One of the main challenges for people with hearing loss is understanding speech in noisy surroundings. The problem is referred to as the cocktail party effect because situations where many people are talking at the same time often make it very hard to distinguish what is being said by the individual you are talking to.
Even though most modern hearing aids incorporate various forms of speech enhancement technology, engineers are still struggling to develop a system that makes a significant improvement.
PhD student Mathew Kavalekalam from the Audio Lab Analysis at Aalborg University is using machine learning to develop an algorithm that enables a computer to distinguish between spoken words and background noise. The project is done in conjunction with hearing aid researchers from GN Advanced Science and is supported by Innovation Fund Denmark.
Computer listens and learns
“The hearing centre inside our brains usually performs a string of wildly complicated calculations that enables us to focus on a single voice – even if there are many other people talking in the background,” explains Mathew Kavalekalam, Aalborg University. “But that ability is very difficult to recreate in a machine.”
Mathew Kavalekalam started out with a digital model that describes how speech is produced in a human body, from the lungs via throat and larynx, mouth and nasal cavities, teeth, lips, etc.
He used the model to describe the type of signal that a computer should ’listen’ for when trying to identify a talking voice. He then told the computer to start listening and learning.
Noise isn’t just noise
“Background noise differs depending on the environment, from street or traffic noise if you are outside to the noise of people talking in a pub or a cafeteria,” Mathew Kavalekalam says. “That is one of the many reasons why it is so tricky to build a model for speech enhancement that filters the speech you want to hear from the babbling you are not interested in.”
At Aalborg University Mathew Kavalekalam played back various recordings of voices talking to the computer and gradually added different types of background noise at an increasing level.
By applying this machine learning, the computer software developed a way of recognising the sound patterns and calculating how to enhance the particular sound of talking voices and not the background noise.
Fifteen percent improvement
The result of Kavalekalam’s work is a piece of software that can effectively help people with hearing loss better understand speech. It is able to identify and enhance spoken words even in very noisy surroundings.

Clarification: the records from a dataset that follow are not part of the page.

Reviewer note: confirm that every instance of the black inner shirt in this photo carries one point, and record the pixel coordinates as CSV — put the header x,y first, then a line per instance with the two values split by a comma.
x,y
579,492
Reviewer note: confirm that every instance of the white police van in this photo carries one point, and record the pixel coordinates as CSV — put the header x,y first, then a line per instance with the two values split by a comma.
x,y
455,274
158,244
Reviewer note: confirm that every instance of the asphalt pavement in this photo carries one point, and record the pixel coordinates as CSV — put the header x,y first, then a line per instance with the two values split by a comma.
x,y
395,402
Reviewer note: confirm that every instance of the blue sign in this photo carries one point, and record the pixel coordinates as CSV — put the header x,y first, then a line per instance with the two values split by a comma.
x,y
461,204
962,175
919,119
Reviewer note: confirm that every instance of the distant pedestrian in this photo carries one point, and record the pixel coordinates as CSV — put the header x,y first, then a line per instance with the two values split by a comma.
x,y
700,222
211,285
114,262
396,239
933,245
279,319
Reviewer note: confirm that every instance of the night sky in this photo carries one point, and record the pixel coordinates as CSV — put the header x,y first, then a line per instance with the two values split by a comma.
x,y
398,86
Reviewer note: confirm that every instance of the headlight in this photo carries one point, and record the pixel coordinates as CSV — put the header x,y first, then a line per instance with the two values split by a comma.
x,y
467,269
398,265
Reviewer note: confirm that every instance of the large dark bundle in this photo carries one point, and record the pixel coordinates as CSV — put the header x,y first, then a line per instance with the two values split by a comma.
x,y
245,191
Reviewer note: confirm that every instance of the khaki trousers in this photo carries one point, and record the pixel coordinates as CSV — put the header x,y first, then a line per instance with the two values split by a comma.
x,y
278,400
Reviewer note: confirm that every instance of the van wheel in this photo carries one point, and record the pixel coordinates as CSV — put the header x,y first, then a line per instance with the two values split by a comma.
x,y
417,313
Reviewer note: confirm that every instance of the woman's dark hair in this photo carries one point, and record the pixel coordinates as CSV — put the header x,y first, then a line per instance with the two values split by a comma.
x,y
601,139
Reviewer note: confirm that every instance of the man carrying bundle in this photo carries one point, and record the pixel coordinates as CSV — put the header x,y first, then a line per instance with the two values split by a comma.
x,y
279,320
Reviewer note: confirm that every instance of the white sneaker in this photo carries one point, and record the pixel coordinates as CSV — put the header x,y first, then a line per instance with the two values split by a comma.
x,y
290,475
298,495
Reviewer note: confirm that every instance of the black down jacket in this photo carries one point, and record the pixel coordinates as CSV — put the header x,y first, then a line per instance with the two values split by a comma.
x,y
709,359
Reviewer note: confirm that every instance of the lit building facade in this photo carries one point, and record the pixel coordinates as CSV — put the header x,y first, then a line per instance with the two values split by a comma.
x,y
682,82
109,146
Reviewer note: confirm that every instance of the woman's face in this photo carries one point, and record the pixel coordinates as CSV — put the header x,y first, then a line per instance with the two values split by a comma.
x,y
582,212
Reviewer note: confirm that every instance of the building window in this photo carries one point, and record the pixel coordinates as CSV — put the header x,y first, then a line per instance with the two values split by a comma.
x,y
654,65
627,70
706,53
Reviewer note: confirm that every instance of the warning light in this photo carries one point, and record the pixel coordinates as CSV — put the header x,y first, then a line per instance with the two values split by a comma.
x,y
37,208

So far the model has been tested on ten people who have been comparing speech and background noise with and without the use of Kavalekalam’s algorithm.
The test subjects were asked to perform simple tasks involving colour, numbers and letters that were described to them in noisy environments.
The results indicate that Kavalekalam may well have developed a promising solution. Test subjects’ speech perception improved by fifteen percent in very noisy surroundings.
Snappy signal processing
However, there is still some work to be done before Mathew Kavalekalam’s software finds its way into new hearing aids. The technology needs to be tweaked and tuned before it is practically applicable.
The algorithm needs to be optimized to take up less processing power. Even though technology keeps getting faster and more powerful, there are hardware limitations in small, modern hearing aids.
“When it comes to speech enhancement, signal processing needs to be really snappy. If the sound is delayed in the hearing aid, it gets out of sync with the mouth movements and that will end up making you even more confused,” explains Mathew Kavalekalam.
- One in six Europeans experiences various degrees of hearing impairment. Almost everyone loses part of their hearing as they age.
- Hearing loss often manifests itself in problems when trying to participate in conversations with more than one person talking. This can lead to isolation as people with hearing loss often choose to withdraw from social gatherings where they have to spend a lot of energy trying to keep up with what is being said.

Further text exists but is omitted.